Parameter Description
Notes Any notes or helpful information about this operator's parameter settings. When you enter content in the Notes field, a yellow asterisk is displayed on the operator.
Method Normalization method to use.

Options:

  • Divide-By-Average Transformation: calculate by sample's average.
  • Proportional Transformation: calculate by sample's sum.
  • Z-Transformation: calculate by sample's mean and variance.
  • Range Transformation: calculate by sample's Min and Max value.
Range Minimum Specify the minimum value in Range transformation.
Range Maximum Specify the maximum value in Range transformation.
Columns Click Column Names to open the dialog box for selecting the available numerical columns for the columns to normalize.
Output Type
  • TABLE outputs a database table. Specifying TABLE enables Storage Parameters.
  • VIEW outputs a database view.
Output Schema The schema for the output table or view.
Output Table The table path and name where the results are output. By default, this is a unique table name based on your user ID, workflow ID, and operator.
Storage Parameters Advanced database settings for the operator output. Available only for TABLE output.
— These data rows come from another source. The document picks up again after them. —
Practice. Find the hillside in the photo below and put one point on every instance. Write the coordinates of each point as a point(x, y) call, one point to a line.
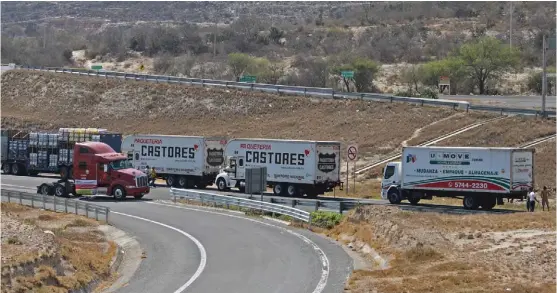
point(34, 98)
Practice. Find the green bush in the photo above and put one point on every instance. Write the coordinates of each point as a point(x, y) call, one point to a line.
point(325, 220)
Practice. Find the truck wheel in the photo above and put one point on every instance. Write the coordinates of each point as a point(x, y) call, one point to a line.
point(64, 173)
point(182, 182)
point(292, 190)
point(171, 181)
point(470, 202)
point(394, 196)
point(278, 189)
point(119, 192)
point(15, 169)
point(221, 184)
point(60, 190)
point(7, 168)
point(488, 203)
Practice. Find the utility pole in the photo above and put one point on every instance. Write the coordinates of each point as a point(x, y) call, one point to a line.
point(511, 26)
point(544, 76)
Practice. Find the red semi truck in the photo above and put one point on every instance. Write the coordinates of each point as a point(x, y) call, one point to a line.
point(99, 170)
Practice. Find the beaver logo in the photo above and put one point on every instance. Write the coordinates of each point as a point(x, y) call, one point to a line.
point(215, 157)
point(327, 163)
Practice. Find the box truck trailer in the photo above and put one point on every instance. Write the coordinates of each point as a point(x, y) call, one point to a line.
point(294, 167)
point(482, 177)
point(183, 161)
point(31, 153)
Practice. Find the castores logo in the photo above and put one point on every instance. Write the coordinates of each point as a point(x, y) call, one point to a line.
point(327, 162)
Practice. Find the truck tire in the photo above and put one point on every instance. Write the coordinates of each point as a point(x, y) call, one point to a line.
point(46, 189)
point(278, 189)
point(60, 190)
point(7, 168)
point(119, 192)
point(394, 196)
point(182, 182)
point(171, 181)
point(488, 203)
point(221, 184)
point(64, 173)
point(15, 169)
point(292, 190)
point(471, 202)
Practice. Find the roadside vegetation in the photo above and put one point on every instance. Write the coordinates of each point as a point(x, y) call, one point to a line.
point(44, 251)
point(296, 44)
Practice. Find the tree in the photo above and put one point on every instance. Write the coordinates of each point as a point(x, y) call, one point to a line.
point(238, 63)
point(486, 59)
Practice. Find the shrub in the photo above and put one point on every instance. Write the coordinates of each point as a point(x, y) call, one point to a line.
point(325, 220)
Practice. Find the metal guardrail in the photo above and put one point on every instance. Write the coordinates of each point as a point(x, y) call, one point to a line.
point(57, 204)
point(288, 205)
point(205, 197)
point(295, 90)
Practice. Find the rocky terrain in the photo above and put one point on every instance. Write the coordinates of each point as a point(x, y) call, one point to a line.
point(430, 252)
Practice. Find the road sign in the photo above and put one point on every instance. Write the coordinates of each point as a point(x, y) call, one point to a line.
point(248, 78)
point(347, 74)
point(352, 152)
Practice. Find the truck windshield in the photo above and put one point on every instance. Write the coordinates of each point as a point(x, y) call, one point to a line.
point(120, 164)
See Storage Parameters Dialog Box for more information.

Drop If Exists Specifies whether to overwrite an existing table.
  • Yes - If a table with the name exists, it is dropped before storing the results.
  • No - If a table with the name exists, the results window shows an error message.

Output

Visual Output
The data rows of the output table or view displayed (up to 200 rows of the data).



Data Output
The data set of the normalized data.